Ok. Brief explanation. You are to run 10 tasks "simultaneously". 4 of
them are
counting pulses (or reading some buses if you would like to ;) while 6
others
are some timing, converting information, sending and receiving RS232
stuff.
Each slice of code has some execution time t1,t2,t3,... You can run
everything
in straight way in one loop when one follows by another but you will got
total
loop execution time exactly equal to t1+t2+t3+...+t9+t10 which is
enormously huge ;)
Forgot to mention that those pulses of course are longer than 10
sampling periods.

But you can reduce it significantly if will run each task separately in
different
time slots. Timer constantly generates required slots. Two different
types of
processes: constant rate happened and floating. Sampling ports and doing
RS232
for instance are constant rate processes. Those should be sampled by
every pass
but finding edges can be scheduled for later. To reduce total time you
also need
to do finding edges in parallel for all 4 port pins. So you are just
collecting
information for analyzing it in later time. Total execution time in this
case of
every loop is no more than tC+tMAX where tC is time for driving/reading
constant
rate part of all process and tMAX is maximal execution time of longest
process.
Average execution time is reduced anyway. So applying this trick with
accumulating
first and executing later you can either do it faster or move this part
of code
into timer driven interrupt and forget about it (it becomes to be
transparent and
you don't care about low level programming anymore just playing with
flags, buffers
and semaphores on "high" level of art ;))

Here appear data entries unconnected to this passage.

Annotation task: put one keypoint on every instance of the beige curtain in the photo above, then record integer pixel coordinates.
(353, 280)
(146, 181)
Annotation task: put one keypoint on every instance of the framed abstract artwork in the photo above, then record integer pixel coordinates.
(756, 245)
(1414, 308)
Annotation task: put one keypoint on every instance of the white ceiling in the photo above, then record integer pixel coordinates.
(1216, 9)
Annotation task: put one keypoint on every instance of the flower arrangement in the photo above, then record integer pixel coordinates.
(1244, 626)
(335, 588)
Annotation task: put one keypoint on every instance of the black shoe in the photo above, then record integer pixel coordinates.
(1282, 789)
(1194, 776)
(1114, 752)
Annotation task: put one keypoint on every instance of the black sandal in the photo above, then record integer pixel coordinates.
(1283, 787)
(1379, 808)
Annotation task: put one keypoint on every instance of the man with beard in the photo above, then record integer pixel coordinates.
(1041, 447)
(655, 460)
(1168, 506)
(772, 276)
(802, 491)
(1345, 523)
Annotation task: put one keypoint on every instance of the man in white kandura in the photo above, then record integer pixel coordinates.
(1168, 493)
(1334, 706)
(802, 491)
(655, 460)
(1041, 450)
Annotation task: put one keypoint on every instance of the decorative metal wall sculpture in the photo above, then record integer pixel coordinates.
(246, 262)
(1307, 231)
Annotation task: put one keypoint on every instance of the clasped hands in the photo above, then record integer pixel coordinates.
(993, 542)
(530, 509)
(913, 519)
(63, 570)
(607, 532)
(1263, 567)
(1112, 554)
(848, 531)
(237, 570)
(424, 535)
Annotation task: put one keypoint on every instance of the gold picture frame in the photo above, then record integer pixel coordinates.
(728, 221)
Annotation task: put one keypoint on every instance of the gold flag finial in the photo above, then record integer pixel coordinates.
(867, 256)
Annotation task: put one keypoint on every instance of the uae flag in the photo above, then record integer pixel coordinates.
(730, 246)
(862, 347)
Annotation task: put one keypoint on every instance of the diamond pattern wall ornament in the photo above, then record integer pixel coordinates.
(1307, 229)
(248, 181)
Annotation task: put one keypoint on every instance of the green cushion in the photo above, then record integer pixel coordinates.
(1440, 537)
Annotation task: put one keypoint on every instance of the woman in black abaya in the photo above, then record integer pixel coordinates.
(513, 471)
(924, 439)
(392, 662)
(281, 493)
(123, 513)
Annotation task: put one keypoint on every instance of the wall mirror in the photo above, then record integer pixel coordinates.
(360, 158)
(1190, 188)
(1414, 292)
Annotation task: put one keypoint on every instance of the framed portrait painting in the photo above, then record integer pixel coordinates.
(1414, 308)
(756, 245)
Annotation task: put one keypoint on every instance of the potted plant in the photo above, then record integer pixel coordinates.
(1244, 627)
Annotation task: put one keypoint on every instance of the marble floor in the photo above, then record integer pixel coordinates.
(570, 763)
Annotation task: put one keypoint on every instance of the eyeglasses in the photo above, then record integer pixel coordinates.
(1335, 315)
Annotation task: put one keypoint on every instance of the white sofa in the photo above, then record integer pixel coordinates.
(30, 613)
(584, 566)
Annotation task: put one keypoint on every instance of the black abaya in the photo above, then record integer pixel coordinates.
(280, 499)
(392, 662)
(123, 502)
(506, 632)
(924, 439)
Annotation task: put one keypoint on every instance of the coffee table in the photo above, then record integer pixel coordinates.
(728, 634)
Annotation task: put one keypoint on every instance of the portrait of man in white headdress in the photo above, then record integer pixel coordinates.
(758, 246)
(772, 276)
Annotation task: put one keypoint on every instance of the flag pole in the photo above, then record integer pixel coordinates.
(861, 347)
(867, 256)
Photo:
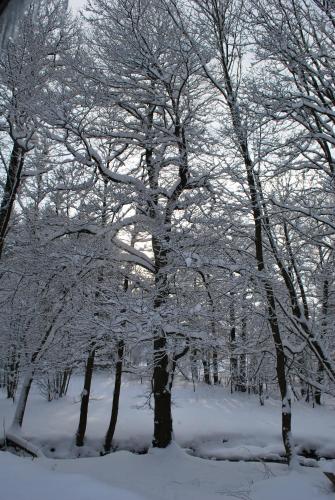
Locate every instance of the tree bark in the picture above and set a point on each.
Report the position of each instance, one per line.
(10, 191)
(85, 398)
(116, 396)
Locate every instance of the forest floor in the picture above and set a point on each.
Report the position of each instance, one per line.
(209, 423)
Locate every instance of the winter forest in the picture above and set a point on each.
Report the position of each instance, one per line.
(167, 222)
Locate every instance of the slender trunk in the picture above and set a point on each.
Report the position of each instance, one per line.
(85, 398)
(215, 367)
(207, 376)
(22, 401)
(243, 358)
(233, 358)
(162, 395)
(194, 365)
(116, 396)
(325, 303)
(10, 190)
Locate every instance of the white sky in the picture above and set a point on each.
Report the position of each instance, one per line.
(76, 4)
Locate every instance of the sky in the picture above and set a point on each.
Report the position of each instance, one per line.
(76, 4)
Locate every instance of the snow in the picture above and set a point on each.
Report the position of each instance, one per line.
(23, 479)
(168, 474)
(210, 422)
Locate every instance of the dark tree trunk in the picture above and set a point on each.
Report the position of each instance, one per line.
(162, 395)
(233, 357)
(325, 303)
(243, 358)
(10, 190)
(85, 398)
(116, 396)
(22, 401)
(65, 382)
(207, 376)
(215, 367)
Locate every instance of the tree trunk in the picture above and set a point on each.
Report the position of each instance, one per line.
(85, 398)
(207, 375)
(215, 367)
(162, 395)
(243, 358)
(11, 187)
(22, 401)
(116, 397)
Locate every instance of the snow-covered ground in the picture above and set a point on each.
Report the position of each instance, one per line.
(211, 421)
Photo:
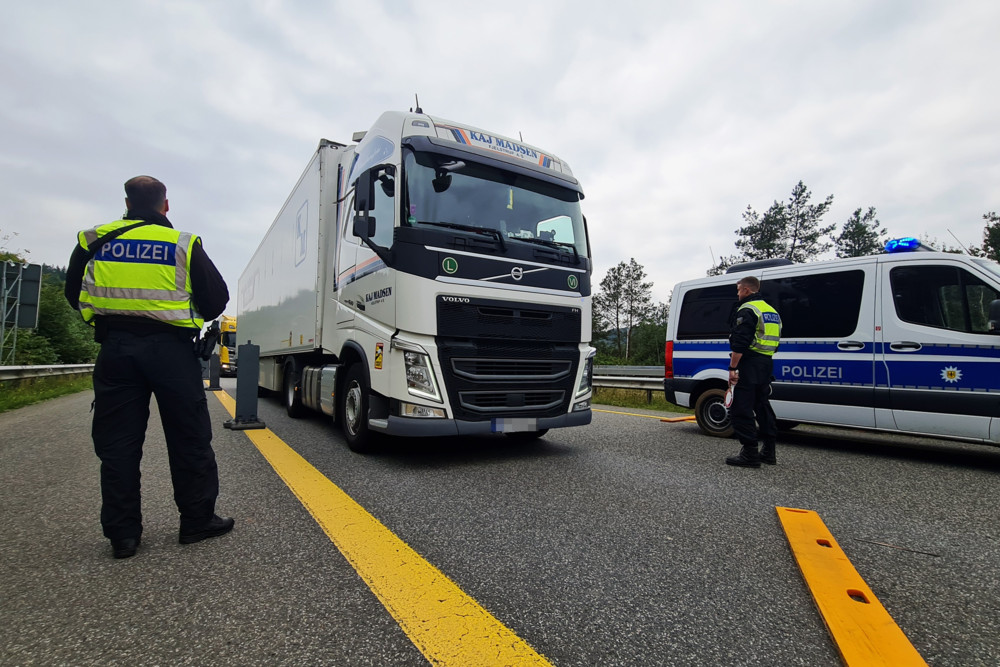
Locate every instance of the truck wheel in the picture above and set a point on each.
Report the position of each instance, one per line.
(354, 410)
(712, 415)
(292, 397)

> XORing the new value with the previous value yields a mask for all the
> changed bits.  ANDing the result of that with the old value yields 1s for
> all the falling edges, and ANDing with the new value yields 1s for all the
> rising edges.  These falling and rising edge masks can be accumulated by
> ORing them with previous versions if that's what you want to do.

Anding that mask with inverted current bit also produces falling flag.
It's very easy to check. So you need to store only one variable (last
one)
and being exchanging it with a new one will have flags the same time.

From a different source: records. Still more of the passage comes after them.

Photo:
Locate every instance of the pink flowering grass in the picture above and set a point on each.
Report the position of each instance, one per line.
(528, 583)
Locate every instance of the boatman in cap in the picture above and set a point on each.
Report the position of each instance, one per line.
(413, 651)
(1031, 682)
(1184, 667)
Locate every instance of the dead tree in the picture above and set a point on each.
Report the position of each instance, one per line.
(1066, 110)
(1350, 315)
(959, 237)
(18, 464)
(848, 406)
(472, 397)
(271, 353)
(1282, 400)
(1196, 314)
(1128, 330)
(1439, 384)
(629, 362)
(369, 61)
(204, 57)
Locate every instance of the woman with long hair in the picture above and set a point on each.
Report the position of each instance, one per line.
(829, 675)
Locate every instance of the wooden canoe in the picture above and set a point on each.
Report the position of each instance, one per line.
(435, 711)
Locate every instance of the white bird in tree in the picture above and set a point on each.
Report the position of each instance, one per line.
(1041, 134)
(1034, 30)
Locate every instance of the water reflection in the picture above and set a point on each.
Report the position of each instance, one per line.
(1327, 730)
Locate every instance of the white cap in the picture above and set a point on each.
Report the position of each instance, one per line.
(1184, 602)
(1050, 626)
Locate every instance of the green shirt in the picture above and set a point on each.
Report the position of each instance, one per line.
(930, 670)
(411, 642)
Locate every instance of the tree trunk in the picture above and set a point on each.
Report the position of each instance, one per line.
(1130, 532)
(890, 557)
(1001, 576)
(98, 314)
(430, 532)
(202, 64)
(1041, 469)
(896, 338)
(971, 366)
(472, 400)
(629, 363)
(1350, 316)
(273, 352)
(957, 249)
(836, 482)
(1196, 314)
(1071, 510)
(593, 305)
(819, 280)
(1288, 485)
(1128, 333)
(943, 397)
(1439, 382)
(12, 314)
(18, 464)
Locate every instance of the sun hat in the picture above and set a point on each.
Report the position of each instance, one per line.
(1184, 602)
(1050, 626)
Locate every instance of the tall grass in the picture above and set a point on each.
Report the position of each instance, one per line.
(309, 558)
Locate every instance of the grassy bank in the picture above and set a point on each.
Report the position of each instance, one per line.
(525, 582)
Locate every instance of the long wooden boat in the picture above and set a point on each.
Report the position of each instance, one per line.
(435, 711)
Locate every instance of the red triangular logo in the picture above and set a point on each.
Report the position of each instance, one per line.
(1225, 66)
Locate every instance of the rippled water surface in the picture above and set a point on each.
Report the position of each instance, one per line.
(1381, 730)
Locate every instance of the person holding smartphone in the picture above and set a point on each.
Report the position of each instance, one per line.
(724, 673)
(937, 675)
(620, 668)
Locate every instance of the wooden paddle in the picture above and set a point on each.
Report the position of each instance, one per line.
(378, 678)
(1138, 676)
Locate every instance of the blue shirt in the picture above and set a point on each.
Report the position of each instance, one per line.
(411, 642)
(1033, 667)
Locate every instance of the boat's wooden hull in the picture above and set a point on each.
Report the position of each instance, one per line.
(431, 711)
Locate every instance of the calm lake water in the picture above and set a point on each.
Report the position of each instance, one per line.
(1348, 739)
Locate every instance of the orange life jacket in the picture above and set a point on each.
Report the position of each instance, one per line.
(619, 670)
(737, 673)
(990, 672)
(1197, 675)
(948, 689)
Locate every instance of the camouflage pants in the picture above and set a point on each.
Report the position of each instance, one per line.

> This seems a lot simpler than your aAbB... scheme, but I may be missing what
> your objective is.
Correct. I'm using the technique you are talking about together with
aAbB..

WBR Dmitry.

PS. Just check it now. a is previous and b is current.

(a^b)&b = A&b -> rising flag
(A^B)&B = a&B -> falling flag

                       ;W holds current
       xorwf   prev,W  ;update prev
       xorwf   prev,F  ;with new value
       andwf   prev,W  ;get flags

Got two kind of flags the same time ;)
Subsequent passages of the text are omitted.